Source of authenticity: Eye-witness

Cause of haunting: A matter of surmise

When I was reading for the Royal Irish Constabulary at that excellent and ever-popular Queen’s Service Academy in Dublin, I made many friends among my fellow students, certain of whom it has been my good fortune to meet in after life.

Quite recently, for example, whilst on a visit of enjoyment to London, I ran up against T. at Daly’s Theatre. T, one of the best-hearted fellows who ever trod in Ely Square, passed in second for the Royal Irish Constabulary, and is now a District Inspector in some outlandish village in Connemara.

And again, a summer or two ago, when I was on the pier at Bournemouth, I “plumped” myself down on a seat near to “G,” who, although never a very great friend of mine, I was uncommonly glad to meet under the circumstances.

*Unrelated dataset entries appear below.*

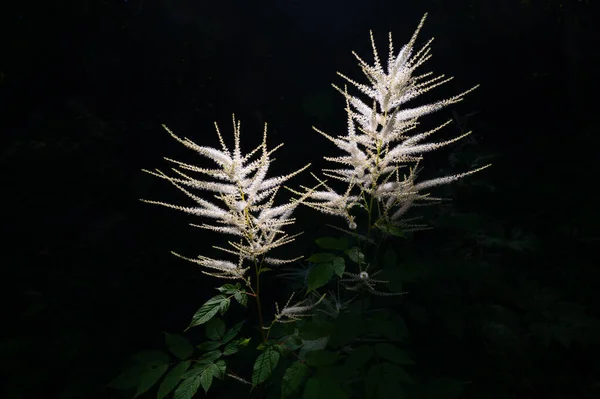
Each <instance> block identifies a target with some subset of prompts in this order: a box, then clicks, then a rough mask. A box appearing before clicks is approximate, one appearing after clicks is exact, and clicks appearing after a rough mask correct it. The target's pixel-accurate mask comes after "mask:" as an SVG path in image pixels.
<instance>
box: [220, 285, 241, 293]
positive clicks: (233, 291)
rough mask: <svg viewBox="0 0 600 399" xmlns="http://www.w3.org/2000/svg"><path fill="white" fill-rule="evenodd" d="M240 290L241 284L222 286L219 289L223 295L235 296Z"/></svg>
mask: <svg viewBox="0 0 600 399" xmlns="http://www.w3.org/2000/svg"><path fill="white" fill-rule="evenodd" d="M240 288H241V286H240V283H237V284H236V285H233V284H223V285H222V286H220V287H217V291H219V292H220V293H222V294H226V295H233V294H234V293H236V292H237V291H239V290H240Z"/></svg>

But last year I was unusually lucky, chancing to find, a passenger on the same boat as myself, Harry O’Moore, one of my very best “chums,” from whom I learned the following story:

“You must know,” he began, as we sat on deck watching the lofty outlines of St. David’s Head slowly fade in the distance, “you must know, O’Donnell, that after leaving Crawley’s I inherited a nice little sum of money from my aunt, Lady Maughan of Blackrock, who, dying quite unexpectedly, left the bulk of her property to my family. My brother Bob had her estate in Roscommon; Charley, the house near Dublin; whilst I—lucky beggar that I am—(for I was head over heels in debt at the time) suddenly found myself the happy possessor of £20,000 and—a bog-oak grandfather clock.”

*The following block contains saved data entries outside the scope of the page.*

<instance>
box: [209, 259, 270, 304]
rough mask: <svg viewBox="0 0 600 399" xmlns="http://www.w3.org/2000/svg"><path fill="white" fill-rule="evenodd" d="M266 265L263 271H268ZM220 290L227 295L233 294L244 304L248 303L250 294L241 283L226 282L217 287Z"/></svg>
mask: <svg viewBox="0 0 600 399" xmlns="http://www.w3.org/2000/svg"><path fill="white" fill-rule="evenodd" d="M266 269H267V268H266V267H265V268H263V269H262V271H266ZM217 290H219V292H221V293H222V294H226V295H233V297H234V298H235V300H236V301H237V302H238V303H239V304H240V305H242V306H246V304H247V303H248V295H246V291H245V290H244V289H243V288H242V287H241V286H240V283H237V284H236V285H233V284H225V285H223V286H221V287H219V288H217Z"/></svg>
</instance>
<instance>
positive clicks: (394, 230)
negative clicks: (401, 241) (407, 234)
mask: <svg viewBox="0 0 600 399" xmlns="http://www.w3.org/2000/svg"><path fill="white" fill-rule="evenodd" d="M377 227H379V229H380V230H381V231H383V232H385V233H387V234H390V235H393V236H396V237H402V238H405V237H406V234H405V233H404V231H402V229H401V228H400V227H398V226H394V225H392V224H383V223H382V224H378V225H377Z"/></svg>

Here I thought fit to interrupt.

“A bog-oak clock!” I exclaimed. “Good gracious me! what a funny legacy! Had you taken a fancy to it?”

“I had never even seen it!” O’Moore laughed—then, looking suddenly serious: “My aunt, O’Donnell, as I daresay you recollect, was rather dry and satirical. The clock has not been exactly a pleasant acquisition to my establishment; so I fancy she may have bequeathed it to me as a sort of antidote to the exhilarating effect of £20,000. A sort of ‘bitter with the sweet,’ don’t you know! You appear astonished! You would like to hear more about the clock? And you are quite right, too; the history of a really antique piece of furniture is a million times more interesting a subject to discuss than a ton of gold. To begin with, it was almost as new to my aunt as to me; she had only had it a week before she died, and during that brief interval she had made up her mind to leave it to me. Odd, was it not? I thought so, too, at her funeral! Now it seems quite natural; I was her metaphysician, I knew her and understood her idiosyncrasies better than most people. She bought the clock for a mere song from a second-hand furniture dealer in Grafton Street. I was living at the time near Basingstoke in a small house—one of those horrible anachronisms, an up-to-date villa in an old-world village.